The fate of the fracturing fluid in shale reservoirs is still a controversial issue. Despite the low recovery observed in field reports, neither the fate nor the impact of these trapped fluids is well-understood. The combination of the large surface area, mild reactive nature of shale and the massive trapped volume of fracturing fluids raises a question on the impact that geochemical interactions have on load recovery, well performance and reservoir characteristics, which is the focus of this study.

A fit-for-purpose model is built where a hydraulic fracture stage is modelled using LG-LR-DK model. The initial conditions are simulated by injecting the fracturing fluid, then shutting-in the well to allow the fluids to be soaked into the formation. Different relative permeability sets are used for high and low salinity water since the fluid's mobility is affected by its salinity. Actual connate water composition from Haynesville shale is used to study the impact of connate composition on geochemical coupling. The formation mineralogy and fracturing fluid composition impact on gas and load recovery is investigated.

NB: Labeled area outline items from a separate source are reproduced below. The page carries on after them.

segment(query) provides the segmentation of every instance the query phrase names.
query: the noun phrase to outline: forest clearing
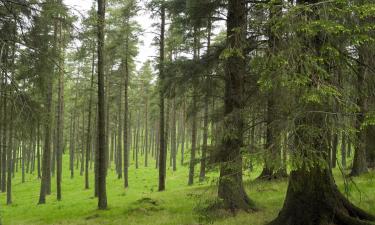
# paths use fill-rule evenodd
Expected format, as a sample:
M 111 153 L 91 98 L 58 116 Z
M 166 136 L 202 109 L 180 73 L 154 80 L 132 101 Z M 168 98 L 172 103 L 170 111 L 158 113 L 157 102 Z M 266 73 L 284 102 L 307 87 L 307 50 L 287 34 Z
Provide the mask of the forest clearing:
M 375 225 L 374 0 L 0 0 L 0 225 Z

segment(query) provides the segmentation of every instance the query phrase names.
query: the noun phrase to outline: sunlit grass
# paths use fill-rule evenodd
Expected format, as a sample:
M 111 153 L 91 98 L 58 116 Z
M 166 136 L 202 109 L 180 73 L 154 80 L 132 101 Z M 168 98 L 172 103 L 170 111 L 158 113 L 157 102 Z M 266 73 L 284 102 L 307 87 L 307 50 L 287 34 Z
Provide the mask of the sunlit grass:
M 206 200 L 216 195 L 216 173 L 209 173 L 207 182 L 187 186 L 188 169 L 178 167 L 176 172 L 168 168 L 167 190 L 157 192 L 158 171 L 154 161 L 145 168 L 135 169 L 132 164 L 129 171 L 130 187 L 123 188 L 123 180 L 117 179 L 113 171 L 108 172 L 106 211 L 97 210 L 97 199 L 93 197 L 93 173 L 90 174 L 90 189 L 84 189 L 84 177 L 75 171 L 75 178 L 70 179 L 68 156 L 64 157 L 63 198 L 58 202 L 55 197 L 55 178 L 53 177 L 52 195 L 47 204 L 37 205 L 40 181 L 36 175 L 27 174 L 25 183 L 21 183 L 20 174 L 13 180 L 13 204 L 5 206 L 5 194 L 1 194 L 1 215 L 3 224 L 251 224 L 261 225 L 272 220 L 282 207 L 287 180 L 275 182 L 251 181 L 245 177 L 245 187 L 249 196 L 257 203 L 259 211 L 238 213 L 235 217 L 226 215 L 218 218 L 205 218 L 197 213 L 204 207 Z M 196 170 L 198 174 L 198 166 Z M 260 168 L 251 174 L 254 178 Z M 344 191 L 344 180 L 338 170 L 335 177 L 341 190 Z M 355 178 L 355 184 L 349 182 L 350 199 L 358 206 L 375 214 L 375 180 L 370 173 Z M 203 220 L 202 220 L 203 218 Z

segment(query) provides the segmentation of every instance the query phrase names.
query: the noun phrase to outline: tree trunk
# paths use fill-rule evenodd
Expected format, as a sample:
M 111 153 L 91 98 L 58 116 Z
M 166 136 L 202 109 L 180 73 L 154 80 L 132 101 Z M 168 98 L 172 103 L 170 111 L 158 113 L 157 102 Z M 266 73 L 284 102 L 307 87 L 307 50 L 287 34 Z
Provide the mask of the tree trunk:
M 95 73 L 95 47 L 92 53 L 92 65 L 91 65 L 91 81 L 90 81 L 90 96 L 89 96 L 89 115 L 87 122 L 87 136 L 86 136 L 86 163 L 85 163 L 85 189 L 90 188 L 89 184 L 89 163 L 90 163 L 90 151 L 91 151 L 91 117 L 92 117 L 92 98 L 94 91 L 94 73 Z
M 246 45 L 246 1 L 229 0 L 227 15 L 227 47 L 239 48 L 244 54 Z M 224 128 L 228 133 L 220 147 L 220 177 L 218 197 L 223 207 L 231 211 L 253 210 L 254 203 L 247 196 L 242 181 L 242 155 L 244 118 L 244 76 L 246 60 L 231 54 L 225 62 Z
M 62 0 L 59 0 L 62 4 Z M 59 23 L 59 82 L 58 82 L 58 111 L 57 111 L 57 146 L 56 146 L 56 196 L 61 200 L 61 179 L 62 179 L 62 154 L 64 148 L 64 56 L 63 56 L 63 33 L 62 24 Z
M 364 49 L 363 46 L 359 47 L 359 61 L 364 62 Z M 367 169 L 367 160 L 366 160 L 366 132 L 365 129 L 362 129 L 362 124 L 365 120 L 365 114 L 367 112 L 367 100 L 365 93 L 365 72 L 366 68 L 363 64 L 358 65 L 357 73 L 357 105 L 359 107 L 360 113 L 356 116 L 355 129 L 356 129 L 356 140 L 355 140 L 355 152 L 353 159 L 353 167 L 350 172 L 351 176 L 359 176 L 363 173 L 368 172 Z
M 160 24 L 160 56 L 159 56 L 159 191 L 165 190 L 166 177 L 166 148 L 164 131 L 164 33 L 165 33 L 165 6 L 161 2 L 161 24 Z
M 98 0 L 98 208 L 107 208 L 106 120 L 104 99 L 104 26 L 105 0 Z
M 173 171 L 177 170 L 177 149 L 176 149 L 176 99 L 172 103 L 172 124 L 171 124 L 171 157 Z
M 346 134 L 342 132 L 341 134 L 341 165 L 342 168 L 346 169 Z
M 127 21 L 128 23 L 128 21 Z M 127 24 L 128 25 L 128 24 Z M 126 54 L 125 54 L 125 87 L 124 87 L 124 187 L 129 187 L 129 150 L 131 140 L 130 128 L 130 115 L 129 115 L 129 62 L 128 62 L 128 49 L 129 49 L 129 34 L 126 35 Z

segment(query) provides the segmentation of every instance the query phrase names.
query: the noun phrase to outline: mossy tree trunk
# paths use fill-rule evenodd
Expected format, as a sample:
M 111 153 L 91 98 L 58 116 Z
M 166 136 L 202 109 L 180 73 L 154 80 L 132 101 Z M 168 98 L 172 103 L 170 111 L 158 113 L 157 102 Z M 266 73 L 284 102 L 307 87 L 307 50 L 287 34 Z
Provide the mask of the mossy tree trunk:
M 246 60 L 246 1 L 230 0 L 227 16 L 227 48 L 236 49 L 240 54 L 231 53 L 225 63 L 224 129 L 219 157 L 220 178 L 218 197 L 223 206 L 231 211 L 255 209 L 247 196 L 242 180 L 242 155 L 244 133 L 244 76 Z

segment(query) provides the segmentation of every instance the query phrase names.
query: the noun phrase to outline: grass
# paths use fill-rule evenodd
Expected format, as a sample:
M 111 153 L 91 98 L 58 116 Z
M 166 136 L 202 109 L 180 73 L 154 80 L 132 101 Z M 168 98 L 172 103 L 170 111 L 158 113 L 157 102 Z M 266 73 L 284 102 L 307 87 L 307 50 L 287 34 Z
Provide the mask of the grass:
M 153 162 L 153 161 L 152 161 Z M 246 190 L 258 204 L 260 210 L 255 213 L 238 213 L 205 218 L 197 213 L 206 201 L 214 199 L 216 189 L 214 180 L 217 174 L 210 173 L 211 179 L 204 183 L 187 186 L 188 169 L 178 167 L 176 172 L 167 171 L 167 190 L 157 192 L 158 172 L 154 162 L 149 167 L 135 169 L 132 164 L 129 171 L 130 188 L 123 188 L 123 180 L 117 179 L 110 169 L 107 177 L 107 195 L 109 209 L 97 210 L 97 199 L 93 197 L 93 173 L 91 188 L 84 189 L 84 177 L 75 171 L 70 179 L 68 156 L 64 157 L 62 201 L 55 196 L 55 178 L 52 182 L 52 195 L 47 204 L 37 205 L 40 181 L 35 175 L 27 174 L 25 183 L 21 183 L 19 173 L 13 180 L 13 204 L 1 204 L 3 224 L 142 224 L 142 225 L 193 225 L 193 224 L 251 224 L 263 225 L 277 216 L 282 207 L 287 180 L 275 182 L 251 181 L 259 169 L 246 174 Z M 198 166 L 197 166 L 198 168 Z M 197 172 L 196 172 L 197 173 Z M 197 173 L 198 174 L 198 173 Z M 375 214 L 375 176 L 369 173 L 354 182 L 344 185 L 339 171 L 334 172 L 337 184 L 342 191 L 348 192 L 349 198 L 361 208 Z M 196 182 L 198 179 L 196 179 Z M 344 188 L 347 187 L 347 188 Z M 1 203 L 5 203 L 5 194 L 0 194 Z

The introduction of the oxygenated, low salinity, fracturing fluid to a reducing environment would definitely catalyze both precipitation and dissolution reactions depending on the formation mineralogy. The dissolution and precipitation rates show a positive correlation with the carbonate content of the rock. Interestingly, the incorporation of the dependence of relative permeability on ion exchange and fluid salinity might reveal the fate of the fracturing fluid. Overestimation of both gas and load recovery is observed when geochemical coupling is neglected. In addition, sea water shows an enhanced performance suggesting a good alternative fracturing fluid. Surprisingly, better performance is observed for less saline connate water cases. The carbonates reactions outweigh the clays reactions in most cases. Also, treating carbonates as only calcite results in more reactions compared to the dolomite case. Sensitivity analysis suggests that the concentration of SO4, K and Na ions in the fracturing fluid, and illite and calcite mineral content of the rock, along with the reservoir temperature are the main key factors affecting well performance. It is worth noting that the salinity contrast between the injected fluid and the formation brine shows a negative correlation with well performance.

In conclusion, the incorporation of the geochemical coupling in simulating fracturing fluid dynamics, and their impact on the load recovery and well performance, is essential. Therefore, careful selection of a fracturing fluid suitable for formation mineralogy will enhance well performance.